The ruins of Taxila are well-preserved and we can find the remains of the university, streets, houses, stupas and palaces, etc. During the excavations, gems, gold and silver coins, Gandhara scriptures and images of Buddha were discovered which can be seen in the Taxila Museum. The blend of Buddhism, Hinduism, Islamic cultures makes Taxila a rare and unique archaeological site.

Takht-i-Bahi (1980)

AN important historical site 16km from Mardan, Khyber Pakhtunkhwa, Takht-i-Bahi (Throne of Origins), is situated on a 152m high hill. It is the remains of a complete Buddhist monastery with four distinct parts. The history of Takht-i-Bahi and the neighbouring small fortified city of Sahr-i-Bahlol ranges from the First to the Seventh Century AD.

Takht-i-Bahi was originally a Zoroastrian complex but with the advent of Buddhism, was converted into a Buddhist monastic complex. Due to its high location, Takht-i-Bahi remained safe from different invasions and is exceptionally well-preserved to this day. It is regarded by archaeologists as the most imposing relic of the Buddhism in the Gandhara region of Pakistan. Many fine sculptures have been dug up from this historical site.

The Fort and Shalimar Gardens, Lahore, 1981

THE Fort and Shalimar Gardens in Lahore are outstanding architectural monuments of the Mughal era which are famous for their royal grandeur. In the mid 16th century, Lahore became a centre of culture and art. Emperor Akbar built the grand fort in the walled city and the Deewan-e-Aam, built in red stones belongs to this era.

His successors kept on making additions to the Fort and Shah Jahan’s Naulakha and Sheesh Mehal and Jahangir’s pictured wall are great tourist attractions to this day. Though the fort was destroyed and rebuilt several times by various rulers, we can still see beautiful marble palaces and mosques decorated with mosaics and gilt.

The Shalimar Gardens, built by Shah Jahan in 1642, are spread over 16 hectares. These sprawling gardens are influenced by Persian and Islamic traditions and are divided in three descending terraces. They have multiple fountains in water channels. The mosaic, marble nets, waterfalls, large ornamental ponds, flowering plants and trees are a beauty to the beholder’s eyes.

Makli (1981)

MAKLI, the necropolis in Thatta, Sindh, is among the largest Muslim cemetery in the world. Its history dates back from the 14th to the 18th centuries. The tombs belong to four dynasties of Sindhi rulers, as well as Sufi saints and scholars.

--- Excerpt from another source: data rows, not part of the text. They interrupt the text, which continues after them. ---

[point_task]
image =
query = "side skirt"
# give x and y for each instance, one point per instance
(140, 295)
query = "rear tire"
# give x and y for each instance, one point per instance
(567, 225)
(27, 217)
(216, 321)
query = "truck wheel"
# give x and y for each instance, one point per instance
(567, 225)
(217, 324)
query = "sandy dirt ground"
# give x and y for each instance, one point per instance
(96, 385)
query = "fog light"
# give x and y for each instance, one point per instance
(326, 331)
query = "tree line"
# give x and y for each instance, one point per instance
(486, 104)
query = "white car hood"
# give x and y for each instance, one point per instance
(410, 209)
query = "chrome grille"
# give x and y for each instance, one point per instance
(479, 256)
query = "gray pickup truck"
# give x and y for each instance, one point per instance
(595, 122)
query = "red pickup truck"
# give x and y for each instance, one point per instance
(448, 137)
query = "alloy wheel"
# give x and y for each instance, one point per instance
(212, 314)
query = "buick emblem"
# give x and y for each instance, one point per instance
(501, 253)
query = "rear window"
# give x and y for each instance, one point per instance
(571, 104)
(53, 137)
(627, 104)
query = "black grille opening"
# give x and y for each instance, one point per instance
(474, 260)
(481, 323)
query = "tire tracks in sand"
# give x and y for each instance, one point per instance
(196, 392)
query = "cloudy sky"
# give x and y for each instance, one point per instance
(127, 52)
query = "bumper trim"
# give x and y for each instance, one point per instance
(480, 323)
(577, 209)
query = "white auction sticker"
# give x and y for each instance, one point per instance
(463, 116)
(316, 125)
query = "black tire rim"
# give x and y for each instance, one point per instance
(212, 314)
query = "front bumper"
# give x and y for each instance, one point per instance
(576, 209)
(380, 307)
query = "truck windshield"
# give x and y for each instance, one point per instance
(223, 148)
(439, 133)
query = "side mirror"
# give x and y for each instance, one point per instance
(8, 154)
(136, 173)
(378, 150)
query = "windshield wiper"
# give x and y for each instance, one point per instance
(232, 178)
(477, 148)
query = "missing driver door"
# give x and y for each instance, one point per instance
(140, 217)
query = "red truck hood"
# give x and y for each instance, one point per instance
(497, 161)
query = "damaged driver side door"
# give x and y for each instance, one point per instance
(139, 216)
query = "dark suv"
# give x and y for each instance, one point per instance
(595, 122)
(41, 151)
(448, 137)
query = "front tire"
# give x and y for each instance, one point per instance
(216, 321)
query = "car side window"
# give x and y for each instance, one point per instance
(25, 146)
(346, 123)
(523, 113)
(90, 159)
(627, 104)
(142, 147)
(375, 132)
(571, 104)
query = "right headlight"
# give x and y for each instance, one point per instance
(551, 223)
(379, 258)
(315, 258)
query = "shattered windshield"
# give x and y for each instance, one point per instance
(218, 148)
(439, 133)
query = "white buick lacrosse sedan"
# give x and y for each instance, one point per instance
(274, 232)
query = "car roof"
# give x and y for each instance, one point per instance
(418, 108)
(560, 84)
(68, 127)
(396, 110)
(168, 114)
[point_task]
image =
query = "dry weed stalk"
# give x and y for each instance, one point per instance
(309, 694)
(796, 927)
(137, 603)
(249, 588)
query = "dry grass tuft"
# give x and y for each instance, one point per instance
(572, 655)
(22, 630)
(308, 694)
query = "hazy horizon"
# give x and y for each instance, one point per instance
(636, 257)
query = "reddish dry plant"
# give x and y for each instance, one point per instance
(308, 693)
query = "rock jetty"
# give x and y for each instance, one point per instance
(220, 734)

The monuments and mausoleums in Makli are built from high quality honey-coloured lime-stone, intricately carved bricks and glazed tiles.

Some tombs of famous saints and the one of Jam Nizamudin II, are well-preserved. Makli represents the civilisation of Sindh in that era and can also be called a blend of Hindu, Mughal and Islamic cultures.

Rohtas Fort (1997)

ROHTAS Fort is a garrison fort built by Sher Shah Suri after he defeated Mughal emperor Humayun in 1541. Situated on a strategic location on a small hill near River Kahan, it is a classic blend of early Muslim military architecture and artistic traditions of Turkey and the Indian Subcontinent.

Located about 16km from Jhelum city in Punjab, Rohtas Fort has massive walls and bastions which run for over four kilometres. The fort has 10 gates which enclose the citadel and army quarters. Haveli Maan Singh added later on by Emperor Akbar has Hindu architectural influence.

Friends, the above-mentioned places are not only Unesco Heritage Sites, but also precious national assets of Pakistan! While visiting them, we should take great care to preserve them so that they retain their original structure.